A Comparison of Matrix Multipication Code
In this web page, a RISC machine (MIPS) and a CISC machine (VAX-11)
are compared with regard to assembly language code for matrix multipication.
Like many RISC machines, the MIPS has fixed length 32-bit instructions.
C version of matrix multipication code
The following C code will multiply two 100 x 100 matrices A and
B, placing the product in matrix C.
for (i = 0; i < 100; i++) {
for (j = 0; j < 100; j++) {
C[i, j] = 0.0;
for (k = 0; k < 100; k++) {
C[i, j] = C[i, j] + A[i, k]*B[k, j];
}
}
}
Comments on the assembly language versions
To keep the code for comparison small, only the innermost loop is coded in
assembly language.
For both versions, R8 or $f8 is used as a register copy of C[i, j].

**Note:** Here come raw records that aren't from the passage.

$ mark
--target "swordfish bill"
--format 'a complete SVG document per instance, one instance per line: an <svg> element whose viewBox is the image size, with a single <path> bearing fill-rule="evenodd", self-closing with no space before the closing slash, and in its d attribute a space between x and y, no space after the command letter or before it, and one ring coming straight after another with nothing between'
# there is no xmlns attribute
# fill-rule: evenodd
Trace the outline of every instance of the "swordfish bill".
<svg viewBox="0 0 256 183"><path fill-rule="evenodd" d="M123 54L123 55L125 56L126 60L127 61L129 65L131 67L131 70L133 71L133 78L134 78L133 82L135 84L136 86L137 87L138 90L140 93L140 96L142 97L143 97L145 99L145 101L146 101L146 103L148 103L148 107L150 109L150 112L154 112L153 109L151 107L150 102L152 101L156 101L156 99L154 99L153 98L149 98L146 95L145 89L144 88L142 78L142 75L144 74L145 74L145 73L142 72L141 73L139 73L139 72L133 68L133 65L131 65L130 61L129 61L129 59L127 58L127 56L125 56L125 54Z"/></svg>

When the innermost loop is entered, R8 or $f8 contains 0.0, R5 or $5
points to the first entry in row i of A, R6 or $6
points to the first entry in column j of B, and R7
or $7 contains 100.
In the innermost loop, the numbers that R5 ($5) and R6 ($6) point to are
multiplied and the product is added to R8 or $f8.
R5 ($5) is advanced to point to the next entry in row i of
A by adding 4.
R6 ($6) is advanced to point to the next entry in column j of
B by adding 400.
R7 ($7) is decremented and the loop is repeated if it remains positive.
R9 (VAX) or $f10 and $f12 (MIPS) are used as scratch registers.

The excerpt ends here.